Estado no debe pagar campañas electorales | El Nuevo Siglo
Viernes, 20 de Enero de 2017

En medio de la indignación nacional por los nuevos escándalos de corrupción en el país, especialmente por  el caso de los sobornos de la multinacional Odebrecht, se han empezado a escuchar múltiples propuestas sobre cómo enfrentar un flagelo que, al decir de los propios entes de control, mueve más de 20 billones de pesos al año. 

Las ideas van desde nuevas leyes y reformas constitucionales hasta referendos y consultas populares. Unas urgen aumentar drásticamente las penas por los delitos contra la administración pública así como restringir la posibilidad de que los implicados y condenados reciban beneficios penales y penitenciarios. Otras sugieren vetarles la opción de acogerse al principio de oportunidad cuando confiesen  sus crímenes y delaten a sus cómplices. Igualmente se revivió la propuesta de que los familiares de los sentenciados por esta causa no puedan tampoco contratar con el Estado ni desempeñar funciones oficiales. Hasta se plantea crear cárceles de extrema seguridad para recluir a todos los corruptos  o proceder a su masiva extradición…

Muchas de estas propuestas no tienen mayor viabilidad, ya sea porque son redundantes con la legislación vigente o porque violan principios básicos de la justicia como el debido proceso y la proporcionalidad entre la gravedad del delito y la respectiva pena.

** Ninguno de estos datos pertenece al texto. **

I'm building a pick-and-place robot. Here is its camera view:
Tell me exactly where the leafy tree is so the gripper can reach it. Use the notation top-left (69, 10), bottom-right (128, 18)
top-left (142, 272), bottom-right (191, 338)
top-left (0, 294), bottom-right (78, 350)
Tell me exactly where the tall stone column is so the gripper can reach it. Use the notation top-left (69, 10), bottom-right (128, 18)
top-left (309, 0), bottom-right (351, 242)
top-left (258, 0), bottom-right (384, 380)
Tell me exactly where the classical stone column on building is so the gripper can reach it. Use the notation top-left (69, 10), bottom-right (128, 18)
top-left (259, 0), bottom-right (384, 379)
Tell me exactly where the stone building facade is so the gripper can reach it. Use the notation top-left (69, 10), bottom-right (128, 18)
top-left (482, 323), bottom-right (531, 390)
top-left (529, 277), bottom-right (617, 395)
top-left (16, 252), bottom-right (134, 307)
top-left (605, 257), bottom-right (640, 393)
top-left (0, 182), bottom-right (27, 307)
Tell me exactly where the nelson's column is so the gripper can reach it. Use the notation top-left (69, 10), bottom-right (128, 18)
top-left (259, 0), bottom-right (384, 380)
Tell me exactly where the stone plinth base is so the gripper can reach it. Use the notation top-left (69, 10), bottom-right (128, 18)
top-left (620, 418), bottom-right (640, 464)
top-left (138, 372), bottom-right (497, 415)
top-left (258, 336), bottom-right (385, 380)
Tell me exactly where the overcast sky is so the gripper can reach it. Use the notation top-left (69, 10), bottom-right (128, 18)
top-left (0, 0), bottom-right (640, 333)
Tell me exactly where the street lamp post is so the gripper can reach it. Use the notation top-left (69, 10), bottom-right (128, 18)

El Gobierno tampoco ha sido ajeno al alud de nuevas fórmulas para combatir la corrupción. Por ejemplo, durante la instalación de la Misión Electoral Especial, creada a instancias del acuerdo de paz con las Farc, planteó la posibilidad de que el Estado financie el 100 por ciento las campañas electorales durante los próximos ocho años, aludiendo que por esa vía se eliminaría el riesgo de corrupción y de injerencia indebida entre dirigentes políticos y contratistas del sector privado.

El debate en torno a cómo financiar las campañas electorales es de vieja data. En algunas naciones en donde estas son sufragadas totalmente por el Estado se escuchan quejas de una lesiva injerencia oficial en la actividad proselitista, pero así mismo en donde los costos en que incurren los candidatos son pagados por particulares se alega que los elegidos terminan tomando medidas a favor de quienes los apoyaron económicamente. Como si fuera poco, en países, como Colombia, en donde el sistema es mixto, es decir que el Estado sufraga una parte de los gastos proselitistas y los particulares también pueden aportar a las campañas, igual existe una permanente discusión sobre las ventajas y desventajas de este mecanismo.

Lo cierto es que la financiación estatal de las campañas no es la solución ni la panacea contra la corrupción. Todo lo contrario, lo que llevaría es a restringir aún más el ya escaso control que tienen las autoridades electorales sobre los gastos de los candidatos, con base en los estados contables que entregan sobre qué dineros recibieron y cómo lo invirtieron. Además sería un acto de ingenuidad desconocer que muchos aspirantes a cargos de elección popular reciben ríos de recursos por debajo de la mesa, incluso para compra de votos, que obviamente no declaran ante el Consejo Nacional Electoral. Por más que el Estado sufrague la totalidad de los gastos proselitistas, esta perversa situación no va a desaparecer.

De otro lado, no se entiende cómo se plantea que la nación asuma el costo millonario de los gastos de las campañas, cuando precisamente el país atraviesa por una crisis fiscal que llevó a la aprobación de una drástica reforma tributaria que recién entró en vigencia.

Y, por último, habría una distorsión democrática, pues muchas personas que no tienen ningún tipo de arrastre ni apoyo ciudadano se lanzarían a postularse a cuanto cargo de elección popular haya, con el único fin de ganar algún tipo de notoriedad pública, a sabiendas de que su aventura política la paga el Estado y, por su intermedio, todos los colombianos.  

Acabar con la complicidad entre políticos y empresarios corruptos no se logra poniendo al Estado a pagar las campañas electorales. La clave está en que los entes de control y las instancias de vigilancia en las instituciones públicas y empresas privadas cumplan con su deber de transparencia y honestidad. Hay ya una extensa legislación vigente para castigar a quienes esquilman el erario y recuperar lo robado. Lo que hay es que aplicarla con prontitud, eficacia y drasticidad. Esa es la fórmula, tan simple como contundente.

En medio de todos estos escándalos lo que debe imperar es la aplicación del ley en lugar de distraerse con propuestas anticorrupción inviables o que terminan siendo un remedio peor que la enfermedad.